The chief technician of the university’s dinosaur research program, Clive Coy, says the paleontology department took advantage of the pandemic to get through what it had accumulated over time.

This is how the researcher ended up with, in his hands, a box that had been waiting until then in a storage space outside the campus.

It could be seen that the box had been in storage a long time ago. There was a good layer of dust on it, mold stains and dead bugs, he says.

Inside, he discovered about twenty small bundles, some the size of an apple, others as big as a melon, formed by several layers of newspaper and closed with a string.

Pieces of history

Some still have their original labels, and the inscriptions are clearly visible.

This is how Clive Coy discovered that they are fossils collected during an expedition in 1920 and 1921 in what has since become Dinosaur Provincial Park.

This expedition was led by the very first paleontologist at the University of Alberta, George Sternberg.

This box was a big surprise to us because it was like new, in the sense that no one has looked at it for 100 years. We were surprised that it had never been opened.

A quote from Clive Coy, University of Alberta

Fortunately, it looks like the mice weren’t attracted to newsprint., jokes the paleontologist. He believes the box was stored where it was found in the late 1960s or early 1970s.

According to Clive Coy, most of these little packages have historical rather than scientific value. They bear witness to the way we worked at the time and tell the story of the beginnings of paleontology at the University.

Future discovery?

There is one package that is very intriguing. It is the one on which it is written “pieces of three turtle skulls”, he adds. It is the only one he plans to open, because turtle fossils are still rare today.
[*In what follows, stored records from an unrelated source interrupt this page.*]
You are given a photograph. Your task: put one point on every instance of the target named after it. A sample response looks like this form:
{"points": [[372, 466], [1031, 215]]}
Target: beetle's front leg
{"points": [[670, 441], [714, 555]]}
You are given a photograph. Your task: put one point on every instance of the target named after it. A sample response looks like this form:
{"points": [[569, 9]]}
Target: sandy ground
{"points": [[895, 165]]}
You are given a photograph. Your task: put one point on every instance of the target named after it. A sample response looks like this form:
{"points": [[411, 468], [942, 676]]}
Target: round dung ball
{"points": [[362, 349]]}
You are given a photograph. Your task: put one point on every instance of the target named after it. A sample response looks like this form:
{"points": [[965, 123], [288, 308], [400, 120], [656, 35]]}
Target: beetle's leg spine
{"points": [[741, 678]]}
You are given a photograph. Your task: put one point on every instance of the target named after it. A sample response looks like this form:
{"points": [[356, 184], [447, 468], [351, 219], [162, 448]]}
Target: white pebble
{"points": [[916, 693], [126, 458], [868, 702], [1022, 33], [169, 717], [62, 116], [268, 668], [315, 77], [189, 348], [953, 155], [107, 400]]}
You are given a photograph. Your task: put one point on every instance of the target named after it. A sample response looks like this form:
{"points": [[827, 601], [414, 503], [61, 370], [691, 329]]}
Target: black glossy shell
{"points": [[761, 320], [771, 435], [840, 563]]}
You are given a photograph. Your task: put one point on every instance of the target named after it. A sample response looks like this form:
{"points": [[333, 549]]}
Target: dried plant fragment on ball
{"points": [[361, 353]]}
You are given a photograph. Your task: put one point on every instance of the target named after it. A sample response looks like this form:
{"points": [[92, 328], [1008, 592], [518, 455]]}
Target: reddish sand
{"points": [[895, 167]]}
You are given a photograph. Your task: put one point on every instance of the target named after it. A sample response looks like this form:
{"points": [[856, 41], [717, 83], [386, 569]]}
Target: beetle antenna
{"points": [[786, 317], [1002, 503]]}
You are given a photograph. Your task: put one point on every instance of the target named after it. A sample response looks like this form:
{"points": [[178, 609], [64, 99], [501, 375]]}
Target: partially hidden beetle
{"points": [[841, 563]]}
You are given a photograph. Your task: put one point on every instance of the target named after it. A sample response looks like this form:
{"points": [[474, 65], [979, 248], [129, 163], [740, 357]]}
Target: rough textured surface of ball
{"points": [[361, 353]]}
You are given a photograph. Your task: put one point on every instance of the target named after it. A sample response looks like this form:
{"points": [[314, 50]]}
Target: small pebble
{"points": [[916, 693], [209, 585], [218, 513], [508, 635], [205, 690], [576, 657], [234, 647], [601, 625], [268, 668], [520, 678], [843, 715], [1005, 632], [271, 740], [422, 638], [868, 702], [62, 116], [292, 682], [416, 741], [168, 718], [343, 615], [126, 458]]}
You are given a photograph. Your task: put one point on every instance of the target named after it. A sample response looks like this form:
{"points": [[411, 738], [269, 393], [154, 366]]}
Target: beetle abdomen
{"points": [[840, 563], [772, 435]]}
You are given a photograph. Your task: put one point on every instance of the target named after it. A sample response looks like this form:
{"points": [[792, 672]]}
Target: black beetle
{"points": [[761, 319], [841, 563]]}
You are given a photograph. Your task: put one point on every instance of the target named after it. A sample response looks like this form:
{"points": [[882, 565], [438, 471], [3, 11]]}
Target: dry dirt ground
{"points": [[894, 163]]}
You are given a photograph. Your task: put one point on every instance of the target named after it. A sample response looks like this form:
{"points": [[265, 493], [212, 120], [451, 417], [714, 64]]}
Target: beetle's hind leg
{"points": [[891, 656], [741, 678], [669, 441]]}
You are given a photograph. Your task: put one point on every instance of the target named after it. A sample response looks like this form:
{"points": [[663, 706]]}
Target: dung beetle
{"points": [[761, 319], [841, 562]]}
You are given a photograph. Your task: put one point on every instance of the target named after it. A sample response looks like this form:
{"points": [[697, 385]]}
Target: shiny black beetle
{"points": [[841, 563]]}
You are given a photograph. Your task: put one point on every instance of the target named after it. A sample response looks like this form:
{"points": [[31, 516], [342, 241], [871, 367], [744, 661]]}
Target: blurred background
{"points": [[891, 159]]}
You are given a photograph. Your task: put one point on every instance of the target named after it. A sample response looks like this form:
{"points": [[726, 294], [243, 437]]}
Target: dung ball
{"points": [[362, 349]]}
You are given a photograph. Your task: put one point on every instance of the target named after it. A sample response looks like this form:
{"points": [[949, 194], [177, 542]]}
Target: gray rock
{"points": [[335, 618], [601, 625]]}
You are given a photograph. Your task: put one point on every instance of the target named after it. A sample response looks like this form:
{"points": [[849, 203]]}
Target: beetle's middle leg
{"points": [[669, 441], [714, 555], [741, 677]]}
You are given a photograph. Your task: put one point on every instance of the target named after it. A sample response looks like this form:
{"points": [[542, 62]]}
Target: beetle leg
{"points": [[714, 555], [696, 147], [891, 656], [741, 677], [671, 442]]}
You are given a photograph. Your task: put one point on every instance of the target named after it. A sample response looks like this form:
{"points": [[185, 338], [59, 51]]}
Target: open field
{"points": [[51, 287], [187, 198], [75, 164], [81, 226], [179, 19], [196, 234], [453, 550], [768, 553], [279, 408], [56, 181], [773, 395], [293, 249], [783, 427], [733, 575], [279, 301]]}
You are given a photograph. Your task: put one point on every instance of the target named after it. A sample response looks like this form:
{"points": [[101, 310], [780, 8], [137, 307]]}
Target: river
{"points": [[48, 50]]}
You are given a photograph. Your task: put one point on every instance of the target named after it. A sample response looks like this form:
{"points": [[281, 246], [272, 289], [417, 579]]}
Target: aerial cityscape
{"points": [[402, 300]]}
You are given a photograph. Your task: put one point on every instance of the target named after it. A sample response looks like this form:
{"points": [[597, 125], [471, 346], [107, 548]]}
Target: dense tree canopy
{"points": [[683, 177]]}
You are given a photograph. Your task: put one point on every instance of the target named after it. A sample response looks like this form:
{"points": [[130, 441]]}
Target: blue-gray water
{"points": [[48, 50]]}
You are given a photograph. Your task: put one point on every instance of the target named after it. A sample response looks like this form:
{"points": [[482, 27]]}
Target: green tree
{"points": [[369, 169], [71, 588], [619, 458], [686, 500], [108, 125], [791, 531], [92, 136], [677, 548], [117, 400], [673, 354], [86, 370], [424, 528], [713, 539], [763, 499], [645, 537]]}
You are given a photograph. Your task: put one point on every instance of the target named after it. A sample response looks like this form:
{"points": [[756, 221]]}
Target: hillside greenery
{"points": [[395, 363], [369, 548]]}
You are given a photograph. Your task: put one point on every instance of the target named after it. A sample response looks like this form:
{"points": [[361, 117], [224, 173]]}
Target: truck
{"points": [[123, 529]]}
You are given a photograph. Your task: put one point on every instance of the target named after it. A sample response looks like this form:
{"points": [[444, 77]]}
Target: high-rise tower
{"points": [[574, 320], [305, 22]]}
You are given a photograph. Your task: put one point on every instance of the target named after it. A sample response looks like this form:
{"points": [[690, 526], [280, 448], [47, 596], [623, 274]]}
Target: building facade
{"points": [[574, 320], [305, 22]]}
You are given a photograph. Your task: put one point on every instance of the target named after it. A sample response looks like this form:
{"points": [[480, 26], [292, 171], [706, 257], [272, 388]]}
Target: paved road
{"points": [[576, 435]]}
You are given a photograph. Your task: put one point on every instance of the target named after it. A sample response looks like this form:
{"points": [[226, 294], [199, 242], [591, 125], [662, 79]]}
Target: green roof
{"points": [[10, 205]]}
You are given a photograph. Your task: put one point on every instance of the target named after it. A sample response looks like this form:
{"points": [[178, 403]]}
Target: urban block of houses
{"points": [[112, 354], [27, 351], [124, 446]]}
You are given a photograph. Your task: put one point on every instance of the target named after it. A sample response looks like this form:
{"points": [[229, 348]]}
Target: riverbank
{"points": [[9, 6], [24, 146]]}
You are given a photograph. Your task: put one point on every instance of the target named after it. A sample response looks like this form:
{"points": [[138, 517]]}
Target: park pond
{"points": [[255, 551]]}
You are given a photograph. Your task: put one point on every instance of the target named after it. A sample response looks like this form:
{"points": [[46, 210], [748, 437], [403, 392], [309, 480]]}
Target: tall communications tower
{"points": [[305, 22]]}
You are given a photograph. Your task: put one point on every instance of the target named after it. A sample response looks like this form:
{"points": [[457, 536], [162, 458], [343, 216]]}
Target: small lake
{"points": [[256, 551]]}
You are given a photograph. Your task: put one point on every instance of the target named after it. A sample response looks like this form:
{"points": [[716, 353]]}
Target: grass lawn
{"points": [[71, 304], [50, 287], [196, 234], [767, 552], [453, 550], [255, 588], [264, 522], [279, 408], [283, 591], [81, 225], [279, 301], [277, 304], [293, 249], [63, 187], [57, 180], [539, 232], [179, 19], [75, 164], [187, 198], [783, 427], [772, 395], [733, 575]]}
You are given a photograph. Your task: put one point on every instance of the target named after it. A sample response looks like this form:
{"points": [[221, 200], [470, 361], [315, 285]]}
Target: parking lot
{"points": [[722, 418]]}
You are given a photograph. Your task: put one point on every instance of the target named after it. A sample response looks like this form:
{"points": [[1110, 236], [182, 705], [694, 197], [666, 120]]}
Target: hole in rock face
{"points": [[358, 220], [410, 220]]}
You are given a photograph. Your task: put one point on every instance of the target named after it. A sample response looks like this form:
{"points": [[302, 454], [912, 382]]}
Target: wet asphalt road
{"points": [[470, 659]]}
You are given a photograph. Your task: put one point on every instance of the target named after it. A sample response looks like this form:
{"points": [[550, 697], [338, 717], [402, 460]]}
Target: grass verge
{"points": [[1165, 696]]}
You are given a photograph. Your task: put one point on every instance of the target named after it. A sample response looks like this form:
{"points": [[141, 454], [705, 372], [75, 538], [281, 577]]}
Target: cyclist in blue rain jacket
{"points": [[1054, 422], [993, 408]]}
An old label on a package showing pieces of three turtle skulls.

This package which would contain fossils of turtles, according to its label, intrigues Clive Coy, who intends to open it.

Photo: University of Alberta / Clive Coy

The researcher believes they are hard-shelled water turtles dating from between 75 and 79 million years ago.

These 100-year-forgotten pieces of skull, he said, could further advance science and provide new information to our knowledge from the Cretaceous period in Alberta.